Em defesa do Enem

Vários países da Europa, os Estados Unidos, a China, a Coreia do Sul e o Japão vêm aplicando exames semelhantes há vários anos

 

Instituído em 1998, no governo de Fernando Henrique Cardoso, mantido no governo Lula e defendido, com veemência, por Dilma Rousseff, o Exame Nacional do Ensino Médio (Enem) vem comprovar que, quando políticas de Estado suplantam as vaidades de políticas de governo, o país se torna o grande vencedor. Por isso, quando a atual presidente veio a público recentemente, depois de eleita, reafirmar a determinação de desenvolver ações que visem à melhoria efetiva da educação brasileira, tendo, como objetivo, situar o Brasil entre os países realmente desenvolvidos, um indisfarçável otimismo animou os educadores, pois, além de ser tratada com a importância que merece a questão educacional, finalmente, deixa o plano meramente verbal para se tornar uma prática efetiva. Criado inicialmente com a finalidade de avaliar anualmente o ensino médio em todo o país, o Enem cumpre também o papel de auxiliar o Ministério da Educação (MEC) a elaborar políticas pontuais e estruturais para aperfeiçoar o ensino brasileiro.

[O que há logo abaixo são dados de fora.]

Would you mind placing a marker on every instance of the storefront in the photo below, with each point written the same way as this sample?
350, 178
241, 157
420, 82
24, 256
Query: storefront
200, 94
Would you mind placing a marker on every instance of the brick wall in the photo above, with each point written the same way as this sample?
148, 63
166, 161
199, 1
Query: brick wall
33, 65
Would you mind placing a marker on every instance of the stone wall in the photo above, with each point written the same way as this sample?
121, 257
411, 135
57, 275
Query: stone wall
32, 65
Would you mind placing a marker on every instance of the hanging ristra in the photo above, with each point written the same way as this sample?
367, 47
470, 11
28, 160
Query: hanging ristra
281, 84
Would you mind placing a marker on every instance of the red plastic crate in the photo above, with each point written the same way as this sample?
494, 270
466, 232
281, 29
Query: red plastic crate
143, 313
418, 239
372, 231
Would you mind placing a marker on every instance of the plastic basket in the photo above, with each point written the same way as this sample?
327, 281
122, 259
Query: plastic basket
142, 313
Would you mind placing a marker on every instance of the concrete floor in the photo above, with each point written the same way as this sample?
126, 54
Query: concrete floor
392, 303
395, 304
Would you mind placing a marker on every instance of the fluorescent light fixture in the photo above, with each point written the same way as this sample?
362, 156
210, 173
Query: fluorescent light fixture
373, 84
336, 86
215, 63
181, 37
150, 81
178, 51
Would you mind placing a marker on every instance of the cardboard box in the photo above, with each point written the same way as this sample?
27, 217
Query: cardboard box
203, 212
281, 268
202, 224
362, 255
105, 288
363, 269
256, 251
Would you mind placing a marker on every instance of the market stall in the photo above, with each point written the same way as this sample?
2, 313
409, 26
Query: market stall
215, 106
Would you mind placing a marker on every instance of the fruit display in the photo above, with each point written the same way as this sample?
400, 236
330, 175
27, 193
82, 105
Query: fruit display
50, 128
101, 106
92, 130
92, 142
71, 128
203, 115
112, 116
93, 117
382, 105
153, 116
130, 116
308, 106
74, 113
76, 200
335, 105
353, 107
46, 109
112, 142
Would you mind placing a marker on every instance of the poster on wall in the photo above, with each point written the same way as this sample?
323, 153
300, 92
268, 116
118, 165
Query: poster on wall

A adesão dos estudantes, inicialmente, foi tímida: em 1998, apenas 157.221 se inscreveram para o exame. Contudo, com a estratégia de vincular, por meio do Programa Universidade para Todos (ProUni), a concessão de bolsas nas universidades particulares ao desempenho no Enem, em 2004, as inscrições ultrapassaram 3 milhões. Em 2009, com a adesão quase maciça das instituições de ensino superior à proposta do MEC de utilizar o exame como vestibular único, com um novo formato, o interesse dos estudantes cresceu ainda mais e, em 2010, as inscrições chegaram a 4.661.441. Sem dúvida, a evolução do Enem, culminando com o novo modelo posto em prática em 2009, representa um passo importante para o avanço da educação no Brasil.

Centrado em competências e habilidades, o novo exame veio causar enorme impacto nas instituições de ensino médio, obrigando-as a reformular os conteúdos curriculares e a qualificar seus professores para uma nova realidade. Os ecos dessa mudança, inevitavelmente, se refletirão no ensino fundamental, contribuindo de modo significativo para a definição da política educacional em todos os níveis. Além disso, como vestibular único, o Enem, poupa os estudantes da maratona de provas e viagens a que se submetiam anteriormente ao se candidatar às vagas de diferentes universidades.

Substituindo também os exames do antigo supletivo, o Enem constitui uma grande oportunidade para que as pessoas afastadas dos estudos possam obter o certificado do ensino médio, importante por muitos motivos. Aparentemente injusto, pois os alunos do Sul e do Sudeste, donos dos melhores resultados em todas as edições do exame, abocanham as vagas dos cursos mais competitivos, na verdade, o Enem mostra, com clareza, que as demais regiões precisam aprimorar o ensino das escolas públicas e privadas a fim de tornar mais homogêneo o nível do ensino no país. Contudo, seria ingenuidade pensar que um projeto tão amplo e ambicioso não apresentasse problemas. Eles apareceram logo em 2009, gerando tensão e preocupação em milhões de alunos e suas famílias. Inicialmente, houve a quebra do sigilo das provas, provocando o adiamento do exame,            o que gerou uma grande frustração nos estudantes e ocasionou uma desistência que chegou a 37,7%. Em seguida, as respostas foram divulgadas com erros, suscitando uma onda de indignação. Em 2010, causou revolta o vazamento de informações sigilosas dos inscritos e, durante a aplicação do exame, vários erros em um dos cadernos acabaram provocando a intervenção da Justiça, o que levou algumas universidades a desistirem do Enem.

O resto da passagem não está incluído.